The importance of using standards


Today’s post is a short rant about the importance of using standards. We have recently been commissioned to develop a website for the South African History Archive (SAHA) and the SABC about the Truth and Reconciliation Commission (TRC). The idea of the site is to make the TRC accessible by linking the actual hearing transcripts to the episodes of a special report TV series that was produced by the SABC at the time. The relevant part of this project for my rant today is the part where we have to import the transcripts of all the hearings into a database, and make them searchable.

Transcripts

The transcripts come to us in an HTML format. There are several types of hearing, but the main ones are amnesty and human rights violation hearings. All together, there are over 3000 transcript files. This all sounds fine, right? HTML is a common format, so all we need to do is write a script that will run through the transcripts, extract the information and insert it into a database. Easy.

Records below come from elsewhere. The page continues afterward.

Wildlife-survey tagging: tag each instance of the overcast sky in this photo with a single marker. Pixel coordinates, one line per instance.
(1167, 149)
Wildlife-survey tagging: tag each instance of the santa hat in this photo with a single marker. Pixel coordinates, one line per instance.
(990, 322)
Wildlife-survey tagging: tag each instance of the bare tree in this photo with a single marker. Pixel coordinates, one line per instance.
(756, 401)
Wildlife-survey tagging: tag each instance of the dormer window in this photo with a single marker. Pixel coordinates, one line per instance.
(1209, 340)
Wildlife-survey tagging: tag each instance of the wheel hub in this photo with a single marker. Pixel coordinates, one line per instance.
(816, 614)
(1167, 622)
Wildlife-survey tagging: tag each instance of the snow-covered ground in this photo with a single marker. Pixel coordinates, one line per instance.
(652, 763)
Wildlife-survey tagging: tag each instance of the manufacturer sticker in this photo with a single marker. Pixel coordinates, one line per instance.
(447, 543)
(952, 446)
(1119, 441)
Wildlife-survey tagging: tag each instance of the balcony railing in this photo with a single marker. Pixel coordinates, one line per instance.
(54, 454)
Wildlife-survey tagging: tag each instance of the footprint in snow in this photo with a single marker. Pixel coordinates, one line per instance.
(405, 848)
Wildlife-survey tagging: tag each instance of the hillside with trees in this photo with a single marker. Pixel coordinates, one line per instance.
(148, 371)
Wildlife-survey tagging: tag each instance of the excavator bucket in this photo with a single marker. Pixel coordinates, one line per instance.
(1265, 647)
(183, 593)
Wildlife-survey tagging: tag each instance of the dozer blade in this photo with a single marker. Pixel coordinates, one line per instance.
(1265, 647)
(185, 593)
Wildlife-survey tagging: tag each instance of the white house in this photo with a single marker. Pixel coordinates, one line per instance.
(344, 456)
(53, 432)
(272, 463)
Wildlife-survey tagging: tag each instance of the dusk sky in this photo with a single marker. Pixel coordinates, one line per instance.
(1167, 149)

Unfortunately not. The transcripts have gone through two sets of hands before they got to us, and there were no common standards applied. Firstly, the transcripts were created at the hearing by the stenographers. In most cases (but not all), general conventions were followed, like putting a speaker’s name in uppercase, and putting each new speaker on a new line, but beyond that, there is almost no common ground between transcripts. The second level involved compiling the transcript into the HTML format we currently have. Again, in most cases (but not all), each new line is identified by a <P> tag, but apart from that, just about anything goes.

Formatting headers

The most difficult part of the process is that there is no standard format for the header of each transcript. The header should contain all the meta-data about the hearing – the date, location, case number, applicants, etc. The header should also be in a standard format – each one laid out in the same way (with one header per line, for example), using the same header labels each time. Unfortunately not so – many different labels are used in the headers for the same thing, and most transcripts do not contain all the necessary headers at all.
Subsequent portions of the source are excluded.